ETFs have been getting a lot of attention over the last several months, mostly from investors who have heard that these products offer numerous advantages over traditional mutual funds and other investment vehicles. But in addition to the love from investors, ETFs are now being scrutinized by another interested party: regulators. Just a week after FINRA announced that it was conducting a data sweep to determine to what extent leveraged ETFs are being used inappropriately, the Commodity Futures Trading Commission (CFTC) announced that it will be holding hearings over the next two months to “ensure the fair, open and efficient functioning of futures markets.”
Specifically, the CFTC is looking into whether “federal speculative limits should be set by the CFTC to all commodities of finite supply” (basically energy commodities such as crude oil, natural gas, etc.). So what does this have to do with ETFs? The call for hearings on the topic is “virtual handwriting on the wall,” notes Dave Nadig at Index Universe. “There will be position limits, just as there have been in agricultural commodities.” Nadig goes on to note that many believe the CFTC’s announcement may have been driven by the U.S. Natural Gas Fund (UNG), which Citigroup recently wrote was responsible for keeping natural gas prices artificially high.

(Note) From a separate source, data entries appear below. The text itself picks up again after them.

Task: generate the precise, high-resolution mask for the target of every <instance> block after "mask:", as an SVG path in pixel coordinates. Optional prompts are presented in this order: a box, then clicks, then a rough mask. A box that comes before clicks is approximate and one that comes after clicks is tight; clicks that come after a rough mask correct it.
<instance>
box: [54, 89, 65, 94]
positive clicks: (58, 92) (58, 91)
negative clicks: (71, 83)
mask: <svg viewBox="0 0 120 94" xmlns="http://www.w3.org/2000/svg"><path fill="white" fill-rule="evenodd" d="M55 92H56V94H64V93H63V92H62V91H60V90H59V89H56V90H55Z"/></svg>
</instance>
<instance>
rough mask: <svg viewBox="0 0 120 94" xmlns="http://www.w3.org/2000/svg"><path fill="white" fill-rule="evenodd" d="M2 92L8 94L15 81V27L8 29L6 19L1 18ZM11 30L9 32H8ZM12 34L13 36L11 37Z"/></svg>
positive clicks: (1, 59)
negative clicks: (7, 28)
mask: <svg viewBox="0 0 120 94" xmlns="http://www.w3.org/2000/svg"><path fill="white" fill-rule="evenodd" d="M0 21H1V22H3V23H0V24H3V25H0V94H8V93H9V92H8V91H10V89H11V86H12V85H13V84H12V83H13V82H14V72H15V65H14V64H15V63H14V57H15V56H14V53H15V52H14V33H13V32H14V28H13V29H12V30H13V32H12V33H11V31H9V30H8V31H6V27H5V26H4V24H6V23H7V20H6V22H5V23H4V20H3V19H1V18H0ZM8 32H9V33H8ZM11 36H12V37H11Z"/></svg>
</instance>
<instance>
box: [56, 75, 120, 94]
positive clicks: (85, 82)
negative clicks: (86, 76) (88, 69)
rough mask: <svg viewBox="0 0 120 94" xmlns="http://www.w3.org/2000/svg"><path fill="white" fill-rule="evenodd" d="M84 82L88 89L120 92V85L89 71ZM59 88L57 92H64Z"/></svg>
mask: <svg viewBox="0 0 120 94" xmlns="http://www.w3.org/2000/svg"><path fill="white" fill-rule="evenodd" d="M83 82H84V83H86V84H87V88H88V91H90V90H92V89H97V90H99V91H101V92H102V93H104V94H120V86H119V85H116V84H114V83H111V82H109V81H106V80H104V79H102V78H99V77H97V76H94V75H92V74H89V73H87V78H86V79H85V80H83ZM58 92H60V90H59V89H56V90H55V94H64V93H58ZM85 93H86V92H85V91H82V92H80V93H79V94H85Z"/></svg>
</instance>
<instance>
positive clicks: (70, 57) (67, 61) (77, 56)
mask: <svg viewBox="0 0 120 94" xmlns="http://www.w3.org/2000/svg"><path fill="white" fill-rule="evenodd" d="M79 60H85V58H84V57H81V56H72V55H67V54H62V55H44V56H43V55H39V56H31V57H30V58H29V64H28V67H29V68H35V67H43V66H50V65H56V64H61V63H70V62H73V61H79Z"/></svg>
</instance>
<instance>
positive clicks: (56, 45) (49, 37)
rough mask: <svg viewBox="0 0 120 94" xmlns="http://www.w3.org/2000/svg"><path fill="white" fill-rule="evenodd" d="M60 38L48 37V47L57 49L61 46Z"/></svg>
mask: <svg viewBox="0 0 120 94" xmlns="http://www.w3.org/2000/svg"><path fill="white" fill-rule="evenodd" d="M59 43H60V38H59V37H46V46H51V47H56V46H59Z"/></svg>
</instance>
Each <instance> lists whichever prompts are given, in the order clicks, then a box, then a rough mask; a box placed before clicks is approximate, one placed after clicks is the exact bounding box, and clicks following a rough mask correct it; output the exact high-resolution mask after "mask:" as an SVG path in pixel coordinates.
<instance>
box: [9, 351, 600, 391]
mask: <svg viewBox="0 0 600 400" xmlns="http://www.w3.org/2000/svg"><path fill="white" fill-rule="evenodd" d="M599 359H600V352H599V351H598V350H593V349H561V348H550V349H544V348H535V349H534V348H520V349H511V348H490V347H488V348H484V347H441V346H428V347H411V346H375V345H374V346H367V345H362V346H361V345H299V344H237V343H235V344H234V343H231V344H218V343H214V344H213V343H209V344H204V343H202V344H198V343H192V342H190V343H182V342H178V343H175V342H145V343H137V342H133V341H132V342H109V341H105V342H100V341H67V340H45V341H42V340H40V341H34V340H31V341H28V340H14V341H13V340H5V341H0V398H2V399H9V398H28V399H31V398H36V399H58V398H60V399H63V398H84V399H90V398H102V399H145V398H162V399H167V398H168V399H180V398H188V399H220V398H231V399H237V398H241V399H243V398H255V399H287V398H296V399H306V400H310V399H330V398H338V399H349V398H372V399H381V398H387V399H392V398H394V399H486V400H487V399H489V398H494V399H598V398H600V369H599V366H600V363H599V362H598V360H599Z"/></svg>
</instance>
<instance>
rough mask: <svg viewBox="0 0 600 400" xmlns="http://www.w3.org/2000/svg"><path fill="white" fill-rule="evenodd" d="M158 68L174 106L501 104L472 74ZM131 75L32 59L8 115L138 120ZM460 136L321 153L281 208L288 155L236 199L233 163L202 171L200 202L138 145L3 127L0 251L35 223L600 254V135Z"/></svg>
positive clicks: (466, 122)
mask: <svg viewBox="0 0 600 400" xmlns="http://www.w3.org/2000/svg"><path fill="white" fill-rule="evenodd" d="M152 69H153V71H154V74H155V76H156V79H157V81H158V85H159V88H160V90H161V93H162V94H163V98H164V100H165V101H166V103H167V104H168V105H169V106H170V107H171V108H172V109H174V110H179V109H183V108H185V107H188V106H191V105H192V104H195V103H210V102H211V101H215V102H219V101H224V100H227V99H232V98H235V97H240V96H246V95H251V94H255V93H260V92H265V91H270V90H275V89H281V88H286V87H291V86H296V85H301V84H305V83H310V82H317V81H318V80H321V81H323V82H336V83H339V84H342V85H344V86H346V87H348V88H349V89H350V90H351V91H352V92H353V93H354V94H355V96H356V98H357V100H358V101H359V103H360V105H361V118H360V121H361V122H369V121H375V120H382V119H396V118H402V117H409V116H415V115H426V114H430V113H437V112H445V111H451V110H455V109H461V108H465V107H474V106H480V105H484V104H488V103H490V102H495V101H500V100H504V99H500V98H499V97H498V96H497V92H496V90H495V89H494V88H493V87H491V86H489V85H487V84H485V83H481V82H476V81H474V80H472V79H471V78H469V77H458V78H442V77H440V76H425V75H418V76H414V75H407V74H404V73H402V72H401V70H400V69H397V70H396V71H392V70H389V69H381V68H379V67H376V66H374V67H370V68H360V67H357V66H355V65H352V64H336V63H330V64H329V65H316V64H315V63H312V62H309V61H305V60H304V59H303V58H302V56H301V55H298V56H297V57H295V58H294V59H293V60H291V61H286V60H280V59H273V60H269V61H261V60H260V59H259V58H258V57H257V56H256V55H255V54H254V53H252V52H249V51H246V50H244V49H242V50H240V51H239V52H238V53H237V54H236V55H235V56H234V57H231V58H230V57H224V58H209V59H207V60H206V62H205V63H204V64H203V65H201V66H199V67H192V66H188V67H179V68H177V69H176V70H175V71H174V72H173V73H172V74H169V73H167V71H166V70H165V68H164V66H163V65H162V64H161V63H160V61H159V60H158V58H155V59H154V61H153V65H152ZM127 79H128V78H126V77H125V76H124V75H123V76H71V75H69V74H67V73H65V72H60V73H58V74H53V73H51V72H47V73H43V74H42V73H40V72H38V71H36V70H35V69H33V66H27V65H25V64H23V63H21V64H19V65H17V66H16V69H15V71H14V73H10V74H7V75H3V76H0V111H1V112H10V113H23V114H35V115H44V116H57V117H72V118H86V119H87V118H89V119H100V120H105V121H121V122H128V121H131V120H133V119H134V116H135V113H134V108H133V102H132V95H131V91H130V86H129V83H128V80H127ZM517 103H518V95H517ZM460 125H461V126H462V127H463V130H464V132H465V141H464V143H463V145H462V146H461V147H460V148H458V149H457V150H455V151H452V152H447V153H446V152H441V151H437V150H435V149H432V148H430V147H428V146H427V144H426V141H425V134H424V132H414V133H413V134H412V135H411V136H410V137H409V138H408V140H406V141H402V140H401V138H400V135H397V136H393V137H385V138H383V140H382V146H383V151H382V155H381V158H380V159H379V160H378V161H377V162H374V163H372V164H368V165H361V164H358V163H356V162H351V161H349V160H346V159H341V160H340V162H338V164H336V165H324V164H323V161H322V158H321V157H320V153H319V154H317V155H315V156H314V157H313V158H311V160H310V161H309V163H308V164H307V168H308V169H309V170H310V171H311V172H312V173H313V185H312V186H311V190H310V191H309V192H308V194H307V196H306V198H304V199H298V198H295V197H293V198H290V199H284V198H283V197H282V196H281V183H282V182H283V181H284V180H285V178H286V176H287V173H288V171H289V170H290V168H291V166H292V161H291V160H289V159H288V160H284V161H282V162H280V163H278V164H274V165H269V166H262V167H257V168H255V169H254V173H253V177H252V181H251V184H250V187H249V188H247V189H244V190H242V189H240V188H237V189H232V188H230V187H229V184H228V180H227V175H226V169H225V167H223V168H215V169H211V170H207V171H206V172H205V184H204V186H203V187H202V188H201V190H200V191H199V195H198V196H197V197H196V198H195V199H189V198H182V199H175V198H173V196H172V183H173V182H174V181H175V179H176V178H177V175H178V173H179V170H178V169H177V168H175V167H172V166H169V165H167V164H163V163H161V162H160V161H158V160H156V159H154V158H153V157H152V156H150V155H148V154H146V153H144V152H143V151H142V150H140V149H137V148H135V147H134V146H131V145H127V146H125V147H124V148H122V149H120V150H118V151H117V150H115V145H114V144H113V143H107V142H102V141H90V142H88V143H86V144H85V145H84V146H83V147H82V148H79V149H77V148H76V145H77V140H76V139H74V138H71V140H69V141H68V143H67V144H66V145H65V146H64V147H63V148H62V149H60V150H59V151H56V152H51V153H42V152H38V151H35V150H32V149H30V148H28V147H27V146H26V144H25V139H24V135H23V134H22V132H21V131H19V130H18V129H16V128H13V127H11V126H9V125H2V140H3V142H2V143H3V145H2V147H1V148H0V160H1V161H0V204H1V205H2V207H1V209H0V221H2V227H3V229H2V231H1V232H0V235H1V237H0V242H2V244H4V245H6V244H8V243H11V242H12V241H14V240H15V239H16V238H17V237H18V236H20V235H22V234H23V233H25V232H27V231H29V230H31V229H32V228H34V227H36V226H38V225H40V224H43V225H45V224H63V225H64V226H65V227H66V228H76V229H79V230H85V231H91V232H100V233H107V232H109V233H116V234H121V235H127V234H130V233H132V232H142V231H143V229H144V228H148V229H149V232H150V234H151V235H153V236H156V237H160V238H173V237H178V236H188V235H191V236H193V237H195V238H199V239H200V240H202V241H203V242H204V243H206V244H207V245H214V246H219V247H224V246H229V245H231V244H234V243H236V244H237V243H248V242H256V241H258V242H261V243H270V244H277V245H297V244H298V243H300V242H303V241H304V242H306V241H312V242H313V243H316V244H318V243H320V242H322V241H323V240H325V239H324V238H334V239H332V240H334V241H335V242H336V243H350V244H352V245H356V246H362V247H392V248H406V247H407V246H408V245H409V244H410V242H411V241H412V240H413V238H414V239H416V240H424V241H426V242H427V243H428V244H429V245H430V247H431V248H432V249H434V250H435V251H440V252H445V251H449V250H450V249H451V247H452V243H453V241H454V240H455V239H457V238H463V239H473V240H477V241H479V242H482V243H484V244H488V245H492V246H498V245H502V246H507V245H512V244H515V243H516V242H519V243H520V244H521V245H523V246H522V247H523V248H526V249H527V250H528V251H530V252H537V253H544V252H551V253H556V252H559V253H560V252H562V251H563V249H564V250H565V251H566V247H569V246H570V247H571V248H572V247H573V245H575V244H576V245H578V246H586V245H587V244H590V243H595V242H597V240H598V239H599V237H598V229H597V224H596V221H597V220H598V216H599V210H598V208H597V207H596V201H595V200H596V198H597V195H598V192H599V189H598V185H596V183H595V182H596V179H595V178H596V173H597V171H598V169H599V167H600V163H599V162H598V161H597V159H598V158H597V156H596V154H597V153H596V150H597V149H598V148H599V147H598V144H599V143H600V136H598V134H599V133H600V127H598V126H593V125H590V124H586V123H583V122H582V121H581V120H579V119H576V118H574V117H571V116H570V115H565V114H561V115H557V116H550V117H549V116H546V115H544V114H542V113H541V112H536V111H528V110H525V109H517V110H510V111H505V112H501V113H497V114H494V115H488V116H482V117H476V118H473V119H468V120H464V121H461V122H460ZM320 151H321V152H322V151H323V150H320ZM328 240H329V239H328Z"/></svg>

And the impact on ETF investors is already being felt. The SEC has declined to approve the creation of additional shares of UNG, a rare move since the approval process is usually a rubber stamp. UNG, which unlike traditional equity and fixed income ETFs requires approval to create additional shares, has since ceased issuing new shares. Consequently, the supply-demand equation has been thrown off for the fund, and UNG has been trading at a premium to its NAV of nearly 2%.
Disclosure: No positions at time of writing.